Sunday, December 10, 2006

Gary Goes to the Citizens Police Academy – S.13

WHAT I AM ON ABOUT: The last session, and the Citizens Police Academy sessions in general, were both good, and not so good. A final sad note regarding Auxiliary Deputy Chief Sam Brown.

The final class of the Fall, 2006 Citizens Police Academy did not go gently into the good night. A session which should have been a simple stroll to our graduation, became a quite unwieldy evening.

There was a lot of material to cover in the session, which should have appropriately tied together loose ends. There was the class plaque to be discussed, recruitment, letting us know the speaker for the upcoming graduation, an address from the President of the Citizens Police Academy Alumni Association, and closing remarks by the Captain of the Police Academy. Covering these areas would have led to a leisurely session with everyone leaving a little early, on a good note before the graduation session. However, this was not be.

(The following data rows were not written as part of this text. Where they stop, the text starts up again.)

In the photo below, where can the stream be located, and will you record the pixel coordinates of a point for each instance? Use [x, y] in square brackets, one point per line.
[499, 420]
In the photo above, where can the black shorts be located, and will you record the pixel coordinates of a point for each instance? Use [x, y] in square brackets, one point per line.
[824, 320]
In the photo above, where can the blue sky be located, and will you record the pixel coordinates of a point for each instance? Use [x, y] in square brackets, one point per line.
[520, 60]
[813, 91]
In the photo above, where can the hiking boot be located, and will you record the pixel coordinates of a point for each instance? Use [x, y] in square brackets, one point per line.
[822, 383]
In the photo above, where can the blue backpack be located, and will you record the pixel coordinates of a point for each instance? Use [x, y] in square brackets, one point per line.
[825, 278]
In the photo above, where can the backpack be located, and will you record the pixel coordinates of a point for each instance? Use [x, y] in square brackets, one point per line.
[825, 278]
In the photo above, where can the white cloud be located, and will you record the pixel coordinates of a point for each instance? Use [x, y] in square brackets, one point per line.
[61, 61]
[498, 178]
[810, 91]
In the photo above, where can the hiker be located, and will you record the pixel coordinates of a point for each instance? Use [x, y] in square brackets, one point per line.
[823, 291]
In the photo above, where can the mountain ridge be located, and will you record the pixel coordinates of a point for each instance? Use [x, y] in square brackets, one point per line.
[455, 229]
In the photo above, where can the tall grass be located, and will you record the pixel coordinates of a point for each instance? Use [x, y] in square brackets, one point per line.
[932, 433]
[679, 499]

Peculiarly, the powers to be at the Police Academy threw into the mix a very engaging, but lengthy, piece on what the NYPD is doing proactively regarding terrorism. Consequently, the final session had no break, and it went to the final minutes-plus. Leaving insufficient time to cover the plaque, and lingering questions for the class coordinator.

That all said, the recruitment section itself, though very low-key, was quite effective in selling the virtues of the joining the NYPD. The recruitment officer discussed the generous benefits package offered by the Police Department, particularly to seasoned officers, and the many job opportunities available within the Police Department. The officer’s effectiveness was in large part the result of his enthusiasm, and his evident belief in what he was selling.

Also, the section regarding anti-terrorism was quite engaging. We learned about the Nexus Unit, the Critical Response Vehicle, and the muscle on display Hercules Unit. The instructor provided us with a more microcosmic approach to terrorism within the NYPD, than our previous terrorism session did. The concern of the instructor’s unit is not so much a global view of terrorism, as our previous instruction was about, but more about proactive strategic responses to terrorism. This would have tied in very nicely with the previous session on terrorism, but was a lengthy mismatch in a session which was about preparing for our graduation.

Overall, unlike some vocal classmates, I am not walking away from the Citizens Police Academy euphoric, or believing my expectations for the Citizens Police Academy had been exceeded. Instead, I am walking away with mixed feelings.

I am walking away from the Citizens Police Academy training feeling that quite possibly I have not seen the whole picture. That the gulf between the theoretical and the practical may be bigger than the training let on. Unfortunately, I am not alone in my feeling, given the unnecessary hostile final session questions from a couple of my classmates, directed to the evening’s counter-terrorism instructor.

On the other hand, I also am also walking away from the Citizens Police Academy training very glad, and thankful, that I had the opportunity to learn about why the police often do, what they do. I have already taken this back with me to my job at New York Center in dealing with complainants, who turn to mediation after turning to the police.

So, the experience was very much a mixed bag.

As a final note to my days at the Citizens Police Academy; I was saddened to hear Staten Island Auxiliary Deputy Chief Sam Brown passed away a week ago on Sunday. Deputy Chief Brown arranged, and participated in, many of the of my rides to the Police Academy. An army buddy, and friend, of Elvis Presley, Chief Brown was a rugged individual who served many years with the Army. He believed very strongly in the good work that the police of Staten Island do. “I actually originally thought he was police brass;” Councilman McMahon recently told the Advance. The police have lost an impassioned ally for the work they do on Staten Island, and he will be missed.

1 comment:

Anonymous said...

He sure will be missed. Sam has taught me a lot. He was intelligent - respectful but not afraid to speak his mind. I think that society, as a whole, tends to lose sight of that balance sometimes - but Sam never did.